Si ça fait lire Camus ou prendre avec des pincettes Freud par beaucoup, c'est si mal qu'il pioche ce qui l'arrange pour sa démonstration ? Qu'il soit un mauvais philosophe (parce que c'en est un, c'est comme le bon ou le mauvais chasseur tout ça), ce n'est pas finalement accessoire ?
Perso, je n'ai jamais cru une seconde que le PS était de gauche (enfin plus ou moins, disons que jusqu'à Jospin, j'avais de gros doutes). Ca ne m'est pas venu comme ça. Mes parents, déjà, qui ont voté Mitterrand en 81. Je n'étais pas le seul. C'était plus ou moins réfléchi par beaucoup mais difficilement verbalisé. C'est maintenant considéré, après des années de déni, c'est une banalité que de le dire. J'ai savouré le récent jugement pour droitisation du PS. Sauf que dans les media, j'ai pas souvenir d'avoir vu un ancien ministre se faire aligner comme ça (bon, ya du montage, c'est beaucoup d'Ardisson qui a eu le nez creux de mettre la niaise Guigou en face).
https://www.youtube.com/watch?v=x3dH4Td3qbMAlors on pourra toujours lui faire un procès d'intention de démagogie ou de populisme, n'empêche que c'est la moindre des choses pour les media de passer par là. Onfray n'a pas inventé le fil à couper le beurre mais il s'en sert, sur les plateaux.
Qu'on insulte, à une heure de grande écoute, avec un argumentaire caricatural mais qui parait solide, avec une faconde qui fait croire à la conviction, un ancien ministre un peu MILF, c'est si mal ?
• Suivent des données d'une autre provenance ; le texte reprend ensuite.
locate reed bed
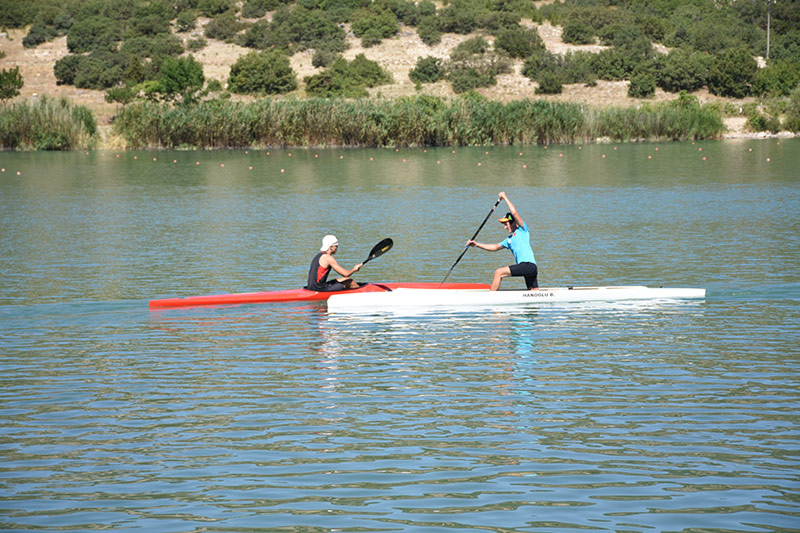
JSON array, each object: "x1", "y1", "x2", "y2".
[
  {"x1": 0, "y1": 96, "x2": 97, "y2": 150},
  {"x1": 112, "y1": 96, "x2": 725, "y2": 149}
]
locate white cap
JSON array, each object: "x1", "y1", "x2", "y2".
[{"x1": 320, "y1": 234, "x2": 338, "y2": 252}]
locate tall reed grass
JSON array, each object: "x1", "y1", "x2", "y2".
[
  {"x1": 112, "y1": 96, "x2": 724, "y2": 149},
  {"x1": 0, "y1": 96, "x2": 97, "y2": 150}
]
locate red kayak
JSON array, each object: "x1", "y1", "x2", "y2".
[{"x1": 149, "y1": 282, "x2": 490, "y2": 309}]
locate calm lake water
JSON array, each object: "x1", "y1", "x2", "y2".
[{"x1": 1, "y1": 140, "x2": 799, "y2": 532}]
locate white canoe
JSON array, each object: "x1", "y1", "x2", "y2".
[{"x1": 327, "y1": 285, "x2": 706, "y2": 313}]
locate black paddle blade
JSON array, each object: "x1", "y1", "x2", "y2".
[{"x1": 364, "y1": 238, "x2": 393, "y2": 264}]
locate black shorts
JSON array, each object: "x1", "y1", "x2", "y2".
[
  {"x1": 317, "y1": 279, "x2": 348, "y2": 292},
  {"x1": 509, "y1": 262, "x2": 538, "y2": 289}
]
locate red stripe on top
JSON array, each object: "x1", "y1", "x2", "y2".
[{"x1": 317, "y1": 264, "x2": 330, "y2": 283}]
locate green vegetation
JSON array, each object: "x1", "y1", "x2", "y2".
[
  {"x1": 409, "y1": 56, "x2": 445, "y2": 85},
  {"x1": 304, "y1": 55, "x2": 392, "y2": 98},
  {"x1": 2, "y1": 0, "x2": 799, "y2": 148},
  {"x1": 0, "y1": 96, "x2": 96, "y2": 150},
  {"x1": 786, "y1": 86, "x2": 800, "y2": 132},
  {"x1": 111, "y1": 95, "x2": 725, "y2": 149},
  {"x1": 0, "y1": 67, "x2": 24, "y2": 102},
  {"x1": 228, "y1": 51, "x2": 297, "y2": 95},
  {"x1": 6, "y1": 0, "x2": 798, "y2": 100}
]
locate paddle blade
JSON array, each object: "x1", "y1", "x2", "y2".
[{"x1": 364, "y1": 238, "x2": 393, "y2": 264}]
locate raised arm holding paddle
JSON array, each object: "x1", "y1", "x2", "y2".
[{"x1": 467, "y1": 192, "x2": 539, "y2": 291}]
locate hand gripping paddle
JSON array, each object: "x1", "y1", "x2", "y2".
[{"x1": 363, "y1": 238, "x2": 393, "y2": 265}]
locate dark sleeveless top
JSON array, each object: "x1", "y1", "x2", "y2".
[{"x1": 306, "y1": 252, "x2": 331, "y2": 291}]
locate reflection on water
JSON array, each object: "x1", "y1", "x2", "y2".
[{"x1": 1, "y1": 141, "x2": 799, "y2": 531}]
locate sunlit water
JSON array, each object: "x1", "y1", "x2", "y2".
[{"x1": 1, "y1": 140, "x2": 799, "y2": 531}]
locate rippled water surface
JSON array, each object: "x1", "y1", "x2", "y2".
[{"x1": 1, "y1": 141, "x2": 799, "y2": 531}]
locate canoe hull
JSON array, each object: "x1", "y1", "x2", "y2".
[
  {"x1": 327, "y1": 286, "x2": 706, "y2": 312},
  {"x1": 149, "y1": 282, "x2": 490, "y2": 309}
]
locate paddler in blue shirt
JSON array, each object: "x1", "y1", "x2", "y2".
[
  {"x1": 467, "y1": 192, "x2": 539, "y2": 291},
  {"x1": 306, "y1": 234, "x2": 363, "y2": 292}
]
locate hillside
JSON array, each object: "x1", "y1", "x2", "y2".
[{"x1": 0, "y1": 19, "x2": 768, "y2": 143}]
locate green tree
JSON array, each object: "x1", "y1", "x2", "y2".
[
  {"x1": 0, "y1": 66, "x2": 24, "y2": 102},
  {"x1": 417, "y1": 15, "x2": 441, "y2": 46},
  {"x1": 752, "y1": 60, "x2": 800, "y2": 97},
  {"x1": 228, "y1": 50, "x2": 297, "y2": 94},
  {"x1": 409, "y1": 56, "x2": 445, "y2": 84},
  {"x1": 535, "y1": 71, "x2": 562, "y2": 94},
  {"x1": 67, "y1": 15, "x2": 120, "y2": 53},
  {"x1": 304, "y1": 54, "x2": 392, "y2": 97},
  {"x1": 159, "y1": 56, "x2": 205, "y2": 102},
  {"x1": 351, "y1": 8, "x2": 398, "y2": 47},
  {"x1": 562, "y1": 20, "x2": 594, "y2": 45},
  {"x1": 495, "y1": 26, "x2": 544, "y2": 59},
  {"x1": 707, "y1": 47, "x2": 758, "y2": 98},
  {"x1": 198, "y1": 0, "x2": 235, "y2": 17},
  {"x1": 628, "y1": 70, "x2": 655, "y2": 98},
  {"x1": 205, "y1": 12, "x2": 247, "y2": 42},
  {"x1": 656, "y1": 48, "x2": 709, "y2": 93},
  {"x1": 268, "y1": 6, "x2": 347, "y2": 52}
]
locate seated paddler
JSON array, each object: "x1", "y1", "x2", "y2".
[{"x1": 306, "y1": 235, "x2": 363, "y2": 292}]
Le phénomène (omniprésent dans les media et relativement lu) Onfray a(vait) du mérite. Un proudhonien (je ne sais pas s'il se dit camusien, mais invoquer Proudhon, on connait mieux pour attirer le chaland postpubère non-universitaire, peut-être bien sa raison pour écrire sur Camus ?), prof indépendant (modulo Radio France), en Normandie, qui finit régulièrement parmi les meilleures ventes, certes parce que le mec a tout compris au débat médiatique, c'est remarquable.
Comme je disais, il a joué un rôle cathartique pas inintéressant. Il est omniprésent, c'est énervant mais plutôt que de tomber sur des "pourquoi Onfray a raison" ou "pourquoi Onfray est un imposteur", je suis preneur sur des "pourquoi Onfray". Le mec est un pas loin du phénomène (ça peut se dégonfler vite), c'est pas un élève ou un prof à qui on donne une note, et j'ai l'impression que c'est mis de côté. Soit on est fan d'Onfray, soit on se poste pour dire que c'est médiocre mais dans les deux cas, c'est un peu court.
Aujourd'hui, va de toute façon falloir qu'il passe à autre chose. Renvoyer dans leurs cordes les abonnés aux débats depuis 30 ans, avec la connivence des journalistes pour ce nouveau bon client (lassé par leurs anciens abonnés), c'était bien, fallait que ça se fasse, mais ça va pas suffire. Depuis qu'il est arrivé au top de la notoriété, qu'il ne peut plus se placer en "pourfendeur de la pensée unique", ça va pas être aussi facile. Surtout avec son ego... A un moment, le gars qui te dit que le changement, ça passera par des structures d'initiatives populaires et locales, c'est bien gentil mais il devrait plus l'ouvrir sur les ZAD que sur la géopolitique au Moyen-Orient ou proposer des alternatives plutôt que de déclarer que voter ne sert à rien. Et c'est pas le cas parce que c'est pas très blingbling. Ca fait longtemps qu'il est pas super cohérent, ça va être de plus en plus dur.